Whereas such an outline may appeal to one’s sense of logic, recent data have necessitated a reevaluation of this approach. Chard et al. demonstrated that there is a continuous relationship between the PI and weight throughout the entire range of normal birth weight. Infants in the lower half of the population have a lower PI than those in the upper half. In other words, smaller infants tend to be thinner, and larger infants tend to be fatter. Kramer et al. when excluding infants with evidence of major malformations and congenital infections, likewise found a direct relationship between severity of growth restriction and a decreasing PI, arguing against distinct subgroups of proportional and disproportional infants. Similarly, a normal frequency distribution of head-to-abdominal circumference ratio is seen in antenatal ultrasound assessments of growth-restricted fetuses, with increased severity of growth restriction being associated with increased asymmetry. Even the relative frequency of the two groups has come under question; in some populations, symmetrical SGA infants are found more frequently than asymmetrical infants. The concept of asymmetry serving as a diagnostic tool has been further challenged by Salafia, who found that IUGR preterm infants born to mothers suffering from preeclampsia were far more likely to be symmetrical than asymmetrical, and David, who found an equal distribution of a small number of chromosomal abnormalities between the symmetrical and asymmetrical populations. In summary, although it may be premature to completely discard the framework of symmetry and asymmetry in intrauterine growth restriction, one should feel uncomfortable with a dogmatic approach to its use in the SGA infant.

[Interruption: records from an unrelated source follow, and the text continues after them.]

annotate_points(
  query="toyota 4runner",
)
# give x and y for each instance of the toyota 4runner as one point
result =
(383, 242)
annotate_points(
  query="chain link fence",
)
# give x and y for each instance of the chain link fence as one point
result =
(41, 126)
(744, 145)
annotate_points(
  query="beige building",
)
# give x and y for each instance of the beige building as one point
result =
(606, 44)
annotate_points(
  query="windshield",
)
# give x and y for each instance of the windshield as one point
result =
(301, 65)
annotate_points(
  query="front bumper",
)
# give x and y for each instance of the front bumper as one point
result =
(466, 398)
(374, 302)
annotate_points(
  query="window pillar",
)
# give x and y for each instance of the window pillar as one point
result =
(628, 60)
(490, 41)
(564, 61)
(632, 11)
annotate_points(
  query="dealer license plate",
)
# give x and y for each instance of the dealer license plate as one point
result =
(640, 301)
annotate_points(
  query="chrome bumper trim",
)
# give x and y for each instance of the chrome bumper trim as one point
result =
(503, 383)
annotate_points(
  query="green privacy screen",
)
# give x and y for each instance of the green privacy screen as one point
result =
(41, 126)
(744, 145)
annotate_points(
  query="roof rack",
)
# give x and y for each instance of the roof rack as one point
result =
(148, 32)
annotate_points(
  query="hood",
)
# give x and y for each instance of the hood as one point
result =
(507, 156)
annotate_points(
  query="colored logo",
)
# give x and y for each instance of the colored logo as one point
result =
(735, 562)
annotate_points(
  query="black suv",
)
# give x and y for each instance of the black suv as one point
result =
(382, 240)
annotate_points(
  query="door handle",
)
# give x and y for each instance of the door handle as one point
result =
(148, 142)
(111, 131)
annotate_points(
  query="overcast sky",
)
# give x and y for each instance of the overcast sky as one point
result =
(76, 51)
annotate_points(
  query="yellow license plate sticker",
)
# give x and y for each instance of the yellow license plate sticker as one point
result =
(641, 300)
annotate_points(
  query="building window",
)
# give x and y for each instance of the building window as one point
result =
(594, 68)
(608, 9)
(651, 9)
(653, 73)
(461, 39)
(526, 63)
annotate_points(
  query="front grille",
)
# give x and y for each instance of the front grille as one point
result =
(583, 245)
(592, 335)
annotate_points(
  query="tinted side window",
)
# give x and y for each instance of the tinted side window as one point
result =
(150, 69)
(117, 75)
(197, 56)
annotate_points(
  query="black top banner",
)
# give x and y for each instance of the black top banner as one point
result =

Perinatal and Neonatal Morbidity and Mortality
The growth-restricted fetus and newborn have a higher perinatal mortality at each gestation compared with those of appropriate weight for gestation infants, whether preterm, term, or postterm ( Fig. 5-3 ). They also have a variety of other adverse outcomes, reflecting the underlying plethora of diagnoses and chronic and acute deprivations of oxygen and nutrients. Overall, the perinatal mortality among growth-restricted infants is eight to ten times greater than for infants who have grown normally. The risk of perinatal morbidity and mortality increases markedly with the degree of growth restriction ( Fig. 5-4 ).